Assume a type of Turing machine which cannot have more than 1000 squares. What would be the relationship between the set of such type of recognizable languages and set of normal recognizable languages.
I think that what you are describing is more close to a Linear Bounded Automoton than to a Turing Machine. An LBA can recognize context-sensitive languages.
By definition, a "turing-like machine" with a non-infinite tape (for reasonably small values of infinity) isn't a "turing machine".
In practice, such a limited machine would be hard pressed to compute functions of any interest.
Intuitively, I would think that your limited machines could recognize a strict subset of turing-recognizable languages. To prove that, you'd need to construct a turing-recognizable language such that the most efficient turing machine that recognizes the language requires more than 1000 positions on its tape.
If I understand your question correctly, you're talking about Turing-like machine with a tape that is limited to some constant legnth (in your question 1000) elements of a final alphabet. The length of the tape doesn't depend on the input size (which would be the case for Linear Bounded Automoton).
In this scenario, the number of states that you can represent by the tape is constant. More specifically, if the length of the tape is T and the size of the alphabet is A then the tape can encode only AT states.

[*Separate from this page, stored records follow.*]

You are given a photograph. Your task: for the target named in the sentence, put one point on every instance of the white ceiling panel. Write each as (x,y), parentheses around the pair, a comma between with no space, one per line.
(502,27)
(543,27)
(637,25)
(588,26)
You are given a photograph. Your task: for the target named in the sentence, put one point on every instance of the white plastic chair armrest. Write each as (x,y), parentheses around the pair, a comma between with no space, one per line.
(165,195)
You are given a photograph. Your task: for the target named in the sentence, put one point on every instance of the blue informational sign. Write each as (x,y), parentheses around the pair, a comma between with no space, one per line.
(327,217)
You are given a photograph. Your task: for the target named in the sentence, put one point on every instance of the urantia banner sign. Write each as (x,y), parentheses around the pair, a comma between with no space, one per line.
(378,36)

Additionaly, the Turing machine has some internal states (let's say that the number of these states is S). At each point the machine has some internal state and some state of the tape, so we can simulate the Turing machine with constant-length tape using an ordinary finite state machine.
To construct the finite state machine, you'll need to take all possible states of your limited Turing-machine. This is a combination of internal states of the machine (there is S of them) and the states of the tape (AT of them), so you end up with a finite state machine with S*AT states. That's quite a lot, but we don't care about that in theory - it is a constant.
So, my answer is that your limited constant-tape Turing machine can recognize the same languages as a finitie-state machine.